I’ve also just realised the instances he is referring to about me being late and him not saying anything. I was running late because as I went to get ready i.e shower, curl my hair, make up he decided to have a nap on the sofa. So I was doing the kids dinners and get myself and the kids ready both times, until I eventually made him wake up and get himself ready. That is his social anxiety though, and another thing I just have to put up with or I’m unsupportive.

OP posts:
AttilaTheMeerkat · 21/02/2025 10:19

"I think I know deep down that this marriage is done but I have to know that I have tried absolutely everything to make this work. Then I can walk away without any doubts that this marriage failing was not my fault".

The fault here lies with him and he alone. His actions and choices have caused this marriage to be over. What do you know about his family background here if anything?. The clues often lie there.

You've already done enough (more than enough) and you only have to give your own self permission to leave. There is nothing more you can do here re him and he does not want to be rescued and or saved by you. This is who he really is; an abuser who treats all other outsiders sweetly.

The only acceptable level of abuse in a relationship is none. Your children also need to learn that lesson as well as you.

Abuse is NOT a relationship issue. It's about power and control and he wants absolute here over you and any DC he has.

Women in poor relationships also write the good dad comment just as you have when they can think of nothing else positive to write about their man.

Joint counselling is not recommended where there is abuse of any type within the relationship.

AttilaTheMeerkat · 21/02/2025 10:23

Like so many abusers too, he is not nasty all the time. If he was you would not want to be with him.

He does not treat people in the outside world or his work colleagues like this. No, his abuse of you is saved for you and in turn his children who he does not give a fig about either. If he loved you he would not be treating you like this. He hates women, ALL of them.

What he is also showing you OP is the nice/nasty cycle of abuse which is a continuous one. I would also urge you to get in touch with Womens Aid here.

AttilaTheMeerkat · 21/02/2025 10:24

He does not have social anxiety; he wanted to make you late deliberately and he would also start an argument in an empty room.

Read about DARVO; I would not be surprised if he was doing this to you as well in his engineered arguments/ private based war against you.

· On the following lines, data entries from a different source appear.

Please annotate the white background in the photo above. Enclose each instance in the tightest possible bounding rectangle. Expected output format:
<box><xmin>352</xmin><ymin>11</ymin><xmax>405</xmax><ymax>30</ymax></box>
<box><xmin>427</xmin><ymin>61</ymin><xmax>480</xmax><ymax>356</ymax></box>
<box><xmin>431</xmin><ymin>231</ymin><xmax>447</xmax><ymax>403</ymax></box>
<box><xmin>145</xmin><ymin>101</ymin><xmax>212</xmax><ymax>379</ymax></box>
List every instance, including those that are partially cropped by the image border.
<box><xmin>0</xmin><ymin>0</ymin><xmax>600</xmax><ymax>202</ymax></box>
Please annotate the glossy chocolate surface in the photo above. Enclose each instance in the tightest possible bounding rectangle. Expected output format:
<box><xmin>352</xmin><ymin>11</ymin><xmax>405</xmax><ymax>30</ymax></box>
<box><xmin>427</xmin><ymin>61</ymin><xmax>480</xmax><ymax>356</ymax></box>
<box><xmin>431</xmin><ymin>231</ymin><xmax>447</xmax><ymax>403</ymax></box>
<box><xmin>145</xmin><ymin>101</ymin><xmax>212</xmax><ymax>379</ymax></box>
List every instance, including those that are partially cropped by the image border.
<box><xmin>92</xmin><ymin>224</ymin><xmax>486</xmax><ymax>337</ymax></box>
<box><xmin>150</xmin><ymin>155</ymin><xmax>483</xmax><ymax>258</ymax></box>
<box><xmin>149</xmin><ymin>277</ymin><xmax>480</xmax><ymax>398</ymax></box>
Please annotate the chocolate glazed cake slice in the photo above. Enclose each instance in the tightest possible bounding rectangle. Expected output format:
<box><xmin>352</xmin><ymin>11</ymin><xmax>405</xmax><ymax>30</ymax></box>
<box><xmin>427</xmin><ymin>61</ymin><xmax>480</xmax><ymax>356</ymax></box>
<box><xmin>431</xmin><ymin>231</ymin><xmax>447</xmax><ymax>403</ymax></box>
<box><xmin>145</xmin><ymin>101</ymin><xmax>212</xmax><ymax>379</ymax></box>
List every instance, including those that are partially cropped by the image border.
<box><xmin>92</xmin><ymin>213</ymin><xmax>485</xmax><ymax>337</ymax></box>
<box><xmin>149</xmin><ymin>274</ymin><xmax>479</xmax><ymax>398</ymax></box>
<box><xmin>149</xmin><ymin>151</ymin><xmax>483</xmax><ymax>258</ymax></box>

summer3219 · 21/02/2025 10:26

I've been there, when nothing you do is right and it genuinely feels like you annoy the hell out of the person who is supposed to love you most. You shouldn't ignore it, put up with it or change your behaviour to try and avoid the situation (unless you really believe you are being antagonistic).

His work stress is his to handle, as is his share of child raising and other tasks associated with being an adult. He doesn't get to take it out on you if he can't cope. I know you want to save the marriage for the DCs sake but that doesn't sound like a good atmosphere for them to be in anyway.